- The Washington Times - Tuesday, February 19, 2019

Students of the FBI’s 32-month Russia investigation will find nothing in Andrew McCabe’s new memoir about the document that helped fueled it––the Democratic Party-financed anti-Trump dossier.

The fired acting FBI director was at times at the center of the dossier’s information flow into the bureau as his colleague, agent Peter Strzok, opened a probe into the Trump campaign on July 31, 2016.

Justice Department senior official Bruce Ohr became the messenger. His wife worked at Fusion GPS, the firm that handled dossier writer Christopher Steele. The former British intelligence officer created the dossier, dishing all sorts of felony allegations against President Trump and his team that remain publicly unproven today.

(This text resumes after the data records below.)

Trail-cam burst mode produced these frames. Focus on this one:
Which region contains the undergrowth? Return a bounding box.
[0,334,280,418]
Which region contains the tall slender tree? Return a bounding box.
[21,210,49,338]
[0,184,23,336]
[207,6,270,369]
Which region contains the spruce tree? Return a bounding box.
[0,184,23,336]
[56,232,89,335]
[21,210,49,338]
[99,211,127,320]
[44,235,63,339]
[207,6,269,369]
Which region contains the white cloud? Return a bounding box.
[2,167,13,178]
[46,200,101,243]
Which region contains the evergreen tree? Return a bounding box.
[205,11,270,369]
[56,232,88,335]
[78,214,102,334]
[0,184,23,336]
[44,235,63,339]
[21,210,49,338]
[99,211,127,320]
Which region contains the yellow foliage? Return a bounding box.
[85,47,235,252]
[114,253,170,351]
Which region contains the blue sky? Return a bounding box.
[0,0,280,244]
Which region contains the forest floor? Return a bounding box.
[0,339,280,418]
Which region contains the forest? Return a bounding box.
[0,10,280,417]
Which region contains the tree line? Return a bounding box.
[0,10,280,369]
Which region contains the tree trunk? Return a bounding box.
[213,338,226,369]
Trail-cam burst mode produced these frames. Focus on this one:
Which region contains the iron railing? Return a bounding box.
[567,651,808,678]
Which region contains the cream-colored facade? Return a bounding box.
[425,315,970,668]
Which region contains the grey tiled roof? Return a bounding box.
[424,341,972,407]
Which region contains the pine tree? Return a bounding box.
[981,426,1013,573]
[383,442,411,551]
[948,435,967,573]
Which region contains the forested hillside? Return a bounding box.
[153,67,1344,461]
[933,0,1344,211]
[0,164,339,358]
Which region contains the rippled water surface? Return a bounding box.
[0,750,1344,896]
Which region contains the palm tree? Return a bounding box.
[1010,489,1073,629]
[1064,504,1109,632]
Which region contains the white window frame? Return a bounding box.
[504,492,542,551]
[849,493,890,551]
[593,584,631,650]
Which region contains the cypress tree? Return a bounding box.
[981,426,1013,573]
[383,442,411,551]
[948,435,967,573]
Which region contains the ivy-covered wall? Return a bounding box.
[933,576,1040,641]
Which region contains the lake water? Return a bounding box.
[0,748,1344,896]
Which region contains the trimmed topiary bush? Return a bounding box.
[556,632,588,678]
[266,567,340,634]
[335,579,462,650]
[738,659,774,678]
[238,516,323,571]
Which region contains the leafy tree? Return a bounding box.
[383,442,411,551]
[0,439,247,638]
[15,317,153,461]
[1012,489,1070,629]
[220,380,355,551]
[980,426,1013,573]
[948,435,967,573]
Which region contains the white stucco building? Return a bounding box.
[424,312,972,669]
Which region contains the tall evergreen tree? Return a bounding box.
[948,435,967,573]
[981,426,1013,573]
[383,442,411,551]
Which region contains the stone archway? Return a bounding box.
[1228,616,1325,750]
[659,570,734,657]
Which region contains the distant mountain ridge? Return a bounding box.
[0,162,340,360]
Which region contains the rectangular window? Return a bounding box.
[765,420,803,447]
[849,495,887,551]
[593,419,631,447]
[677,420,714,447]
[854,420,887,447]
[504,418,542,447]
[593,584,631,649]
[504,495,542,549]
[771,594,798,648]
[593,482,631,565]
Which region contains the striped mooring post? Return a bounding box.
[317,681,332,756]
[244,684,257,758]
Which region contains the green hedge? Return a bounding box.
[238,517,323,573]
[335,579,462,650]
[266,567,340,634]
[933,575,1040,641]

As deputy director, Mr. McCabe was among the first at the FBI to receive a briefing from Mr. Ohr at FBI headquarters in August 2016 on Mr. Steele’s Trump-Russia collusion charges.

Subsequently, Mr. Ohr keeps Mr. McCabe’s legal counsel, Lisa Page, up to date as well as Mr. Strzok.

Both men were fired from the FBI, Mr. McCabe for lying to FBI agents; Mr. Strzok for disparaging Mr. Trump in a series of text messages with his lover, Ms. Page. Ms. Page resigned.

In Mr. McCabe’s “The Threat: How the FBI Protects America in the Age of Terror and Trump,” there is no dossier mention. A word search also shows no reference to Mr. Steele or Mr. Ohr.

The FBI used the dossier to obtain at least one wiretap warrant on Trump volunteer Carter Page for a year. It also investigated Mr. Steele’s series of allegations. Mr. Strzok sent agents to London in September 2016 to hear from the ex-Moscow-posted spy in person.

Author McCabe might have stayed mum on the dossier because the entire matter is now under investigation by Justice Department inspector general Michael Horowitz. He is the same investigator who accused Mr. McCabe of lying to agents three times during a probe into how the FBI probed Hillary Clinton’s use of a home computer server while secretary of state.

In his book, Mr. McCabe is generally dismissive of President Trump and his White House staff. He depicts Rep. Devin Nunes, California Republican, as a conduit for Mr. Trump.

Mr. Nunes headed the House Permanent Select Committee on Intelligence in 2017-18 when he opened a new investigation into how the FBI abused the Foreign Intelligence Surveillance Act (FISA) to obtain warrants.

He rankled Mr. McCabe by demanding documents, some of which the bureau refused to turn over. Mr. Nunes proved that the FBI relied greatly on the dossier, a product financed by the Clinton campaign and the Democratic National Committee, to investigate the other party.

Mr. Nunes released a statement Tuesday:

“Andy McCabe was fired from the FBI for lying and leaking, and many of the stories he’s telling on his book tour are transparently self-serving. Although I cannot comment on the content of Gang of Eight briefings, it’s preposterous to deny that the FBI was investigating Donald Trump from the moment it opened its investigation in mid-2016.”

Mr. McCabe tells an anecdote about the New York Times and then-White House chief of staff Reince Priebus that is at odds with Mr. Priebus’ telling.

The focus was on the Times’ February 2017 banner headline story. It said U.S. intelligence owned a significant amount of phone records and intercepted communications between the Trump campaign and Russian intelligence for a year before the November election. A sure bombshell––except it wasn’t true.

Here is how Mr. McCabe described his encounter with Mr. Priebus at the White House:

“The week after my commitment was questioned, Reince Priebus asked me to speak with reporters to refute a story in The New York Times. When I told him I could not, because doing so would violate the FBI’s policy of not confirming or denying FISA coverage, he told me that I, personally, and the FBI as a whole, were ‘not being good partners.’”

Mr. Priebus tells a far different story as he related to Fox News’ Howard Kurtz.

After the Times’s story ran, Mr. McCabe volunteered to Mr. Priebus that the Times story was wrong.

“We want you to know that everything in this New York Times story is bull——,” Mr. Priebus quoted Mr. McCabe as saying.

Mr. Priebus asked if the FBI would tell the public. Mr. McCabe checked at headquarters and said he could not.

The next thing Mr. Priebus knows is that the FBI is leaking to CNN that the White House pressed the bureau to knock down the story––––a story Mr. McCabe had said was wrong. Mr. Priebus wondered if the whole encounter had been a setup.

Later that year, then-FBI Director James Comey told the Senate Select Committee on Intelligence that the Times story was so wrong he immediately warned congressional leaders not to cite it.

That same committee today hasn’t found direct evidence of Trump-Russia election collusion, Richard Burr, North Carolina Republican and panel chairman, says.